The Commission can appeal against the General Court’s decision to the European Court of Justice. The appeal must be made within the next two months and ten days.

The 13.1 billion euro is being held in an escrow account, meaning the proceeds cannot be released until there has been a final determination in the European courts over the validity of the commission’s decision.

Ireland’s open economy is based on low corporate taxation and other incentives to attract multinationals.

In Apple’s case, it was significantly below the standard 12.5% imposed on corporations.

Apple said that from 2003 to 2014, it paid 577 million US dollars (504.6 million euro) in tax on profit generated in the country, in line with the tax laws in Ireland.

The Irish Government opposes any effort to force it to change its taxation practices, which have tempted some of the world’s leading financial and technology firms to set up base in Dublin.

Minister for Finance Pashcal Donohoe said: “Ireland does not provide preferential tax treatment to any taxpayer. This is not the policy of any Irish government.

“The decision today by that court and their judgment is a vindication of our stance on this matter.

“It has always been our position that no preferential treatment was given to Apple, that based on Irish law the correct tax was charged.”

Labour finance spokesman Ged Nash called for new tax rules for multinational corporations.

He said: “The General Court of the European Union has effectively ruled that Commissioner Vestager overreached when she ruled against Apple and Ireland.

“She failed to prove Ireland granted selective treatment or unfair state aid in relation to the tax rules that existed at the time.

“This is not to say the previous tax rules were satisfactory.

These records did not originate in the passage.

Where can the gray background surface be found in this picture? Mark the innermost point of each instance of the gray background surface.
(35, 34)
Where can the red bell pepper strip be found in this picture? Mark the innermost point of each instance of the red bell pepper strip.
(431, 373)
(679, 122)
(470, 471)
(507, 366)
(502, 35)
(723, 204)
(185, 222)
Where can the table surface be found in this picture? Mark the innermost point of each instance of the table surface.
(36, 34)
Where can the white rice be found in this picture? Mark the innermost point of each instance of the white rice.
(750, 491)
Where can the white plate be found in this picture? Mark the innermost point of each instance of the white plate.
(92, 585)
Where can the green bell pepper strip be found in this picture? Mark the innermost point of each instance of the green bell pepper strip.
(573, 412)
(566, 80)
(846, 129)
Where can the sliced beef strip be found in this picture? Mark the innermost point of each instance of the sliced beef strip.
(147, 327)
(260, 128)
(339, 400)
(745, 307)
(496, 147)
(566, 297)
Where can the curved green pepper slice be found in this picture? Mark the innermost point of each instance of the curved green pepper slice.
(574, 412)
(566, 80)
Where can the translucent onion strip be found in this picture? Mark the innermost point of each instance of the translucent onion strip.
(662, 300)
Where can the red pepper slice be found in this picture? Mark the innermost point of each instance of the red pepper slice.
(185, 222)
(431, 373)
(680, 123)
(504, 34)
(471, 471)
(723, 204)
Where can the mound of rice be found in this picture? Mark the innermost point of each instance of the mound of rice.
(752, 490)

In fact, since 2014, Ireland has closed the loophole that Apple and other corporations used to minimise the amount of tax they paid here or anywhere.

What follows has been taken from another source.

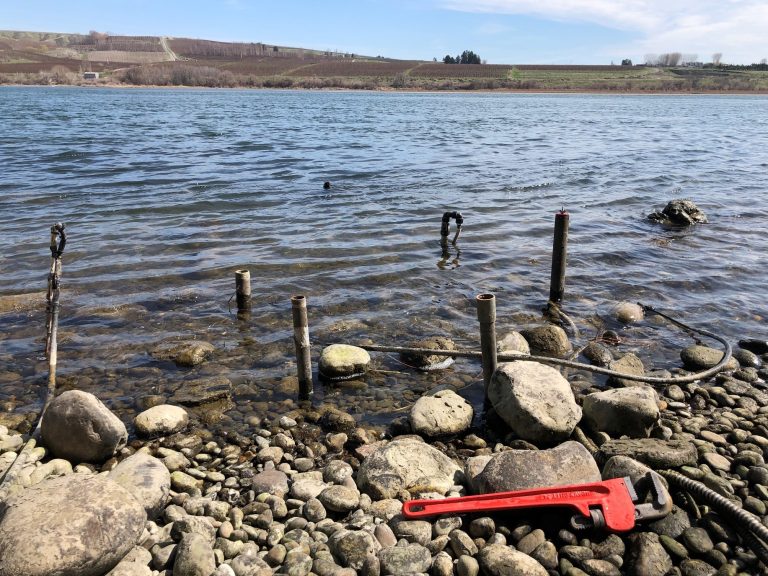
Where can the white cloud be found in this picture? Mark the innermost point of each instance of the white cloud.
(737, 28)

“While the Commission may appeal the judgement, the real issue now is for European governments to agree a decisive step forward to reform the global system for taxing multinationals, especially those in the digital sector that can simply choose where in the world to locate their profit-making intellectual property rights.”

People Before Profit TD Richard Boyd Barrett said the Government has “thrown away” 13 billion euro which is “desperately needed in the face of the Covid crisis”.

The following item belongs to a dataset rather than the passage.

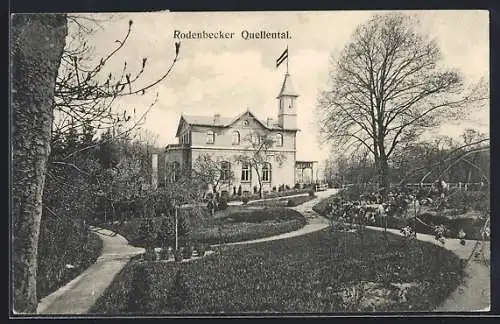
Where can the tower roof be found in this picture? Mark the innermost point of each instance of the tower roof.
(287, 88)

He said: “The Irish government should hang their heads in shame for supporting Apple in their appeal and using taxpayers’ money to help prevent Ireland receiving 13 billion from Apple.

“That money, which is so desperately needed, could have been put to use in mitigating the Covid-19 crisis which is having such a massive impact on our economy and society.”

In a statement, executive vice-president of the European Commission Margrethe Vestager said the commission will “carefully study the judgment and reflect on possible next steps”.

“The commission stands fully behind the objective that all companies should pay their fair share of tax,” she said.

“If member states give certain multinational companies tax advantages not available to their rivals, this harms fair competition in the EU.

“It also deprives the public purse and citizens of funds for much-needed investments – the need for which is even more acute during times of crisis.

“The commission will continue to look at aggressive tax planning measures under EU state aid rules to assess whether they result in illegal state aid.”